- Born: February 1978 (age 47) Chungju, South Korea
- Education: Cheonan National Technical College
- Occupation: Businessman
- Employer: Yanolja [ko]

Korean name
- Hangul: 이수진
- RR: I Sujin
- MR: I Sujin

= Lee Su-jin (businessman) =

South Korean billionaire (born 1978)

Lee Su-jin (born February 1978) is a South Korean businessman. The founder and chairman of travel services company Yanolja, he is among the richest people in South Korea. In December 2024, Forbes estimated his net worth at US$1.5 billion and ranked him 22nd richest in the country.

== Biography ==
Lee was born in February 1978, in Chungju, South Korea. He became an orphan at a young age and was raised by his grandparents. According to an interview with Lee, he had difficulty reading and writing until his last year of elementary school. He graduated from Doowon Technical High School. He could not afford a regular university education; he received a scholarship to Cheonan National Technical College and graduated from there.

He worked in a small business but lost much of his money on the stock market. Afterwards, beginning in 2001 he worked for four and a half years in a love hotel. He initially worked as a janitor, but worked his way up to a management position. In 2004, he created a website for people working in the hospitality industry called "Motel Story". On the website, he logged his thoughts about the industry. The site became popular and eventually had over 10,000 subscribers. In 2005, he acquired another website called "Motel Tour", which had over 200,000 members and was the third largest site for the industry. This website eventually this developed into Yanolja, which was founded in either 2005 or 2007.
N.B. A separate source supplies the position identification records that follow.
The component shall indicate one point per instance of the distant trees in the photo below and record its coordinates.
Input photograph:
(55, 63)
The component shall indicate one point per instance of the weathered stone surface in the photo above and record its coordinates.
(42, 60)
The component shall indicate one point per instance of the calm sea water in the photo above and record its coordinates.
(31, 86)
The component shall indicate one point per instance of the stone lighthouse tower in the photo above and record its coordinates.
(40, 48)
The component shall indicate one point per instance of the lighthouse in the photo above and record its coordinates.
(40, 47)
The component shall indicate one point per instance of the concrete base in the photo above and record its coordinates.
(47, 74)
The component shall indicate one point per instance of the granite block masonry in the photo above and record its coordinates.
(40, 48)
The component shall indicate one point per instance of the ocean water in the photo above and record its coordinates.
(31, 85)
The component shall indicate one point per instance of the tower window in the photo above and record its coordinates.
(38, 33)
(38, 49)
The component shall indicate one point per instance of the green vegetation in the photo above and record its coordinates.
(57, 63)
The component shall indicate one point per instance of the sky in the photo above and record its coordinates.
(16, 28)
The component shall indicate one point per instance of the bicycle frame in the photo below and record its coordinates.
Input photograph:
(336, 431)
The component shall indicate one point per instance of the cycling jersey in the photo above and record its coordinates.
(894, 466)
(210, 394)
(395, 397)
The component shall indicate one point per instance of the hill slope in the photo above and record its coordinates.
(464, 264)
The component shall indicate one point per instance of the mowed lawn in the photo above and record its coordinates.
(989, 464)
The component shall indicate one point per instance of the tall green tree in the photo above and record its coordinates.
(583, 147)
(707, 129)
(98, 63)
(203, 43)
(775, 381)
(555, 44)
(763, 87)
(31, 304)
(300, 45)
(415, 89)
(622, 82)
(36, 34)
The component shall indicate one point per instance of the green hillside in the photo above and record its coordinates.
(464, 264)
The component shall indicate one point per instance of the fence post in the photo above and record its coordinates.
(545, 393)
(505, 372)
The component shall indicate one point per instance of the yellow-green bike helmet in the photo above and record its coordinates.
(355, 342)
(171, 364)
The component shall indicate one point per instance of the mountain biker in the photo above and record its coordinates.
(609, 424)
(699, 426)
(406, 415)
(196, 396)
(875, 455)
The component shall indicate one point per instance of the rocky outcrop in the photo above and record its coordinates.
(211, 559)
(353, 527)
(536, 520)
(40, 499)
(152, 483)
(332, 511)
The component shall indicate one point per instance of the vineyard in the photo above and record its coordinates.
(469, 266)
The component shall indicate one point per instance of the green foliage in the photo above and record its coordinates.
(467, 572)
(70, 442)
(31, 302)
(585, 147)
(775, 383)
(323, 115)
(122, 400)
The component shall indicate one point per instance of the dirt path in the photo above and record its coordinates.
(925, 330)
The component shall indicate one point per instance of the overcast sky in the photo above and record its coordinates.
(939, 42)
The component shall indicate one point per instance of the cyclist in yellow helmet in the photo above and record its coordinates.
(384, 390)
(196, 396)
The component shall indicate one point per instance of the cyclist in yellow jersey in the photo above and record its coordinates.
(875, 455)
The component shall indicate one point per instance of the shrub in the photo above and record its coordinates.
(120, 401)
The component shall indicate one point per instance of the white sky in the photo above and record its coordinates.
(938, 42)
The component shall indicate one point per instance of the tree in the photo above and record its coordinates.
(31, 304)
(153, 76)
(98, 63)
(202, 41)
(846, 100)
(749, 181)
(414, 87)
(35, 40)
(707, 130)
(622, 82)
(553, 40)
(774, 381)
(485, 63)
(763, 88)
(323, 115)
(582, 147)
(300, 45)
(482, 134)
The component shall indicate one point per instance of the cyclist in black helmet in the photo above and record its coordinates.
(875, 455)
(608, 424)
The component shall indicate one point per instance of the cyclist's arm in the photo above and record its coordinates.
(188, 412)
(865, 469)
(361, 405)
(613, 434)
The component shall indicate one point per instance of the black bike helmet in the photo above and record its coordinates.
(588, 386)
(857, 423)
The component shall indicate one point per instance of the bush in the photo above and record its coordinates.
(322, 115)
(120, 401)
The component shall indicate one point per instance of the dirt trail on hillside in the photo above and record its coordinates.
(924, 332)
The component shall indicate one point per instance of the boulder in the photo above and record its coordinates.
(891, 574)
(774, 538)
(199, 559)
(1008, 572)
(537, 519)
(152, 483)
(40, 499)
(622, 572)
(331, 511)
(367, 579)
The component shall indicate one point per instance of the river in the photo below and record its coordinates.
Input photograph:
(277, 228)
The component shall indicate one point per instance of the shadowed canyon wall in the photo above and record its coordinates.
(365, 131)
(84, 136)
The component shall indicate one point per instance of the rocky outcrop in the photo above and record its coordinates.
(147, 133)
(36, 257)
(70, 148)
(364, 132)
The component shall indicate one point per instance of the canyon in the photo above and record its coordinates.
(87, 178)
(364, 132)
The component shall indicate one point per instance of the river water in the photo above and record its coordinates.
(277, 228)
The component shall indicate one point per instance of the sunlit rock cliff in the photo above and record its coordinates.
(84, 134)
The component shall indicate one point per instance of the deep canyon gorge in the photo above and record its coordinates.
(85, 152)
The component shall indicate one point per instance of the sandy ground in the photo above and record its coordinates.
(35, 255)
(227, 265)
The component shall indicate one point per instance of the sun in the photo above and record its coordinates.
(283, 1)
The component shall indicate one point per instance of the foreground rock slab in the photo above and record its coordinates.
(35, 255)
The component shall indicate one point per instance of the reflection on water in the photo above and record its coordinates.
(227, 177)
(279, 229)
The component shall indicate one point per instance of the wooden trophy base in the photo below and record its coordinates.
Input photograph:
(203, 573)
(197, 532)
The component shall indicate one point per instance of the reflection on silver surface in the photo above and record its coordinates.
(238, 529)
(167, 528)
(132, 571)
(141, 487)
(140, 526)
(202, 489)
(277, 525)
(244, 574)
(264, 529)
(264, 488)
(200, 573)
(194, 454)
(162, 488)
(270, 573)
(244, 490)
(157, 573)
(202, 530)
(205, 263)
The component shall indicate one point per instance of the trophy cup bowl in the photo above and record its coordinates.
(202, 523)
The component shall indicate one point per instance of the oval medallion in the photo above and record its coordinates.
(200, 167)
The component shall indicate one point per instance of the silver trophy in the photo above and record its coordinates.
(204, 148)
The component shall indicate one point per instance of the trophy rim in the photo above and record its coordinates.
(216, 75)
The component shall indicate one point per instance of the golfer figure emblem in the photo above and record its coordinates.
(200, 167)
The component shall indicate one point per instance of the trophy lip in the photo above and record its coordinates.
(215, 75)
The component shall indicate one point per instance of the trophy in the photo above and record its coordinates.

In 2007, Lee registered the domain "yanolja.com". In 2015, the business began focusing on mobile apps. Lee reportedly pursued an aggressive strategy of mergers and acquisitions. He acquired hotel reservation service Hotel Now in 2016, and Leisure Q in 2016. In 2021, Yanolja received an investment of US$1.7 billion from SoftBank Vision Fund. In 2022, Yanolja acquired e-commerce company Interpark. By at latest 2024, Yanolja was the largest travel and leisure company in the country, and seeing record revenues and profits.

== Personal life ==
He is married to Park Jeong-hyeon, with whom he has two daughters. In 2024, he was the largest or second-largest shareholder of Yanolja (16.31% of total shares). His wife and two daughters each own 5.18% stake in the company. In 2024, he purchased a house in Seocho-dong in Seoul.